Potential represented as SG per pound per gallon.


Hops

Amount Name Form Alpha IBU Boil Time
-----------------------------------------------------------------------------
1.50 oz. Chinook Pellet 13.00 79.0 60 min.
0.50 oz. Chinook Pellet 13.00 24.7 50 min.
1.00 oz. Columbus Pellet 15.00 46.2 40 min.
1.00 oz. Galena Pellet 13.00 26.9 30 min.
1.00 oz. Centennial Pellet 10.50 11.3 15 min.
2.00 oz. Centennial Pellet 10.50 14.2 5 min.


Yeast
-----

White Labs WLP007 Dry English Ale
 

BadDNA

hophead
Mar 31, 2006
4,216
186
Winning.
Yeah, little changes in the way they calculate things, too bad there's not a way to measure it like there is for gravity or color.
 

BikeGeek

BrewMonkey
Jul 2, 2001
4,459
118
Hershey, PA
I need to find the passage again, but I recently read that typical human perception of bitterness maxes out around 100 IBUs. In other words, a 200 IBU beer isn't going to seem any more bitter than a 100 IBU beer. That said, a beer with lots of hop aroma is going to seem more bitter than a low aroma beer of the same IBUs. Something about the brain associating the aroma with bitterness that isn't really there.

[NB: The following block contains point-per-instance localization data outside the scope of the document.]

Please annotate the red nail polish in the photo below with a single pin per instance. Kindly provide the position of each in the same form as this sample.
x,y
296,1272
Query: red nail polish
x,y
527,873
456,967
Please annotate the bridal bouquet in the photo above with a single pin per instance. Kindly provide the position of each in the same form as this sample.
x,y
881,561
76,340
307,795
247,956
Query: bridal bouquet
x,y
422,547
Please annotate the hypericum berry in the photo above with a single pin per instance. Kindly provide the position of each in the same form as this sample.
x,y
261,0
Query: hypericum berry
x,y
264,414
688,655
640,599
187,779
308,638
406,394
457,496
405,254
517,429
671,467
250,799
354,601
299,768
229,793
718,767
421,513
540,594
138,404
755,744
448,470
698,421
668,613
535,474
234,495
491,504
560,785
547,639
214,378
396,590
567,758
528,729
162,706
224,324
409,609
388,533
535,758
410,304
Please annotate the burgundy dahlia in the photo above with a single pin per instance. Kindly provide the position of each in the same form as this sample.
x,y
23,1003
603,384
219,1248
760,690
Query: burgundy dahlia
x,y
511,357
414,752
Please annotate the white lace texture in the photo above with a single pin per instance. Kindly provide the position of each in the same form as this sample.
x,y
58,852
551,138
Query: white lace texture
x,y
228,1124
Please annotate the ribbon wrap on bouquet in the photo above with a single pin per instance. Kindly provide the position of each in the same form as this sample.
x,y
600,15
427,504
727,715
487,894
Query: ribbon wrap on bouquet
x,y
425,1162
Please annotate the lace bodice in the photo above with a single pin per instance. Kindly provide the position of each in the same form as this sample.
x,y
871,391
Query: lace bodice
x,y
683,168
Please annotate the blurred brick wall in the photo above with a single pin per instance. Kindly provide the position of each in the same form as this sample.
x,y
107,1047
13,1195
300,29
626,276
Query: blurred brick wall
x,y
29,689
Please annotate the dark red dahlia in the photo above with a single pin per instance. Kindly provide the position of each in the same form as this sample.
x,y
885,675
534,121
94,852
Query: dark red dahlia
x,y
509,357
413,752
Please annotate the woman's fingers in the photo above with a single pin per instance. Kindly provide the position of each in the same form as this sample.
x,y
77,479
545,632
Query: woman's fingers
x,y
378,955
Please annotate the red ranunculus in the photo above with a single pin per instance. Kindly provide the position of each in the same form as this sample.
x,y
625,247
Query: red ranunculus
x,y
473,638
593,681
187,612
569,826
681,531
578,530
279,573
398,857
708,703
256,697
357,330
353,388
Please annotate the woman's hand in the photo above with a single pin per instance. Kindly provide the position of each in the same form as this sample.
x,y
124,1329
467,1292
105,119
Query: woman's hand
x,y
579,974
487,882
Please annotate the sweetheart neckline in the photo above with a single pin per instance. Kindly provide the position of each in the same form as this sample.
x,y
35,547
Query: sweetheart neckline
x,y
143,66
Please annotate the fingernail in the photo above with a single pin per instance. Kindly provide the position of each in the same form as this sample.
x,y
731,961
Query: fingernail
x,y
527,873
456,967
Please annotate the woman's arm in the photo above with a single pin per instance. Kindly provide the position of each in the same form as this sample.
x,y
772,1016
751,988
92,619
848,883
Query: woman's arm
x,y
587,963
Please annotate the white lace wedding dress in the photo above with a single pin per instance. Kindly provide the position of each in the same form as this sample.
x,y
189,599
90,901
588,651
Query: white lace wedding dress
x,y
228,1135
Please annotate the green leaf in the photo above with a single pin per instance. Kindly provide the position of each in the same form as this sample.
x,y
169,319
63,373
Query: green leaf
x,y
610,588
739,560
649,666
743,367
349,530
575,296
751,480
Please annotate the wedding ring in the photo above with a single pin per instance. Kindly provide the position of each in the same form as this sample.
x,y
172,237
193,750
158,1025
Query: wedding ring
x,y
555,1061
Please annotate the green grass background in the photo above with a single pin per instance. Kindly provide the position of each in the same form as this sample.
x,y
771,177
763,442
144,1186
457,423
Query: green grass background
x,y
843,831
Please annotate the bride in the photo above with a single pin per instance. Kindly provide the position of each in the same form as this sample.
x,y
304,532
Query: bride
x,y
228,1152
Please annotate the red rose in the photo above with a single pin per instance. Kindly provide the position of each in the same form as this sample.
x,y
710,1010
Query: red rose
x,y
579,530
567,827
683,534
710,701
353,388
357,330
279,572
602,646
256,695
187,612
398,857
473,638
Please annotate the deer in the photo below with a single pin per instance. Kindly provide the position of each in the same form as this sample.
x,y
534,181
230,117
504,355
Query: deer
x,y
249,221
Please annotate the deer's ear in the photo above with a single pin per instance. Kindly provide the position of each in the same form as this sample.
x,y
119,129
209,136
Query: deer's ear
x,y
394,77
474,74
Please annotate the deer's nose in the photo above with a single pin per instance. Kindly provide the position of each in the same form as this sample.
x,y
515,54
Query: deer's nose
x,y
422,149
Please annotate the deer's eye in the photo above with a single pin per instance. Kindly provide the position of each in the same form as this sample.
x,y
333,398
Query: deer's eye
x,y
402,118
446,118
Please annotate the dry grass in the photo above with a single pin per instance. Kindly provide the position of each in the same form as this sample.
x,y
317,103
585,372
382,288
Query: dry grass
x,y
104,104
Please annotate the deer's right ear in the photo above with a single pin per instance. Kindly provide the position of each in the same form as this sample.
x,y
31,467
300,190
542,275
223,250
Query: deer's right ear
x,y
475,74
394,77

Something to consider in these post-shortage, expensive-hop times.
 

Heidi

Der hund ist laut und braun
Aug 22, 2001
10,167
728
Bend, Oregon
I need to find the passage again, but I recently read that typical human perception of bitterness maxes out around 100 IBUs. In other words, a 200 IBU beer isn't going to seem any more bitter than a 100 IBU beer. That said, a beer with lots of hop aroma is going to seem more bitter than a low aroma beer of the same IBUs. Something about the brain associating the aroma with bitterness that isn't really there.

Something to consider in these post-shortage, expensive-hop times.
Interesting to know. When are you going to open your own brewery? :banana:
 

BikeMike

Monkey
Feb 24, 2006
784
0
Yeah, little changes in the way they calculate things, too bad there's not a way to measure it like there is for gravity or color.
If someone was interested in developing a standard ratings system, it could be done with HPLC. It is how they measure the Scoville rating of chilis these days.

The main problem would be expense.
 

BikeGeek

BrewMonkey
Jul 2, 2001
4,459
118
Hershey, PA
Interesting to know. When are you going to open your own brewery? :banana:
Ha! Now that I'm actually working in a brewery I don't think I'll ever own one. I see the owners every day and there's a lot of stress that goes along with owning a brewery...or any business for that matter.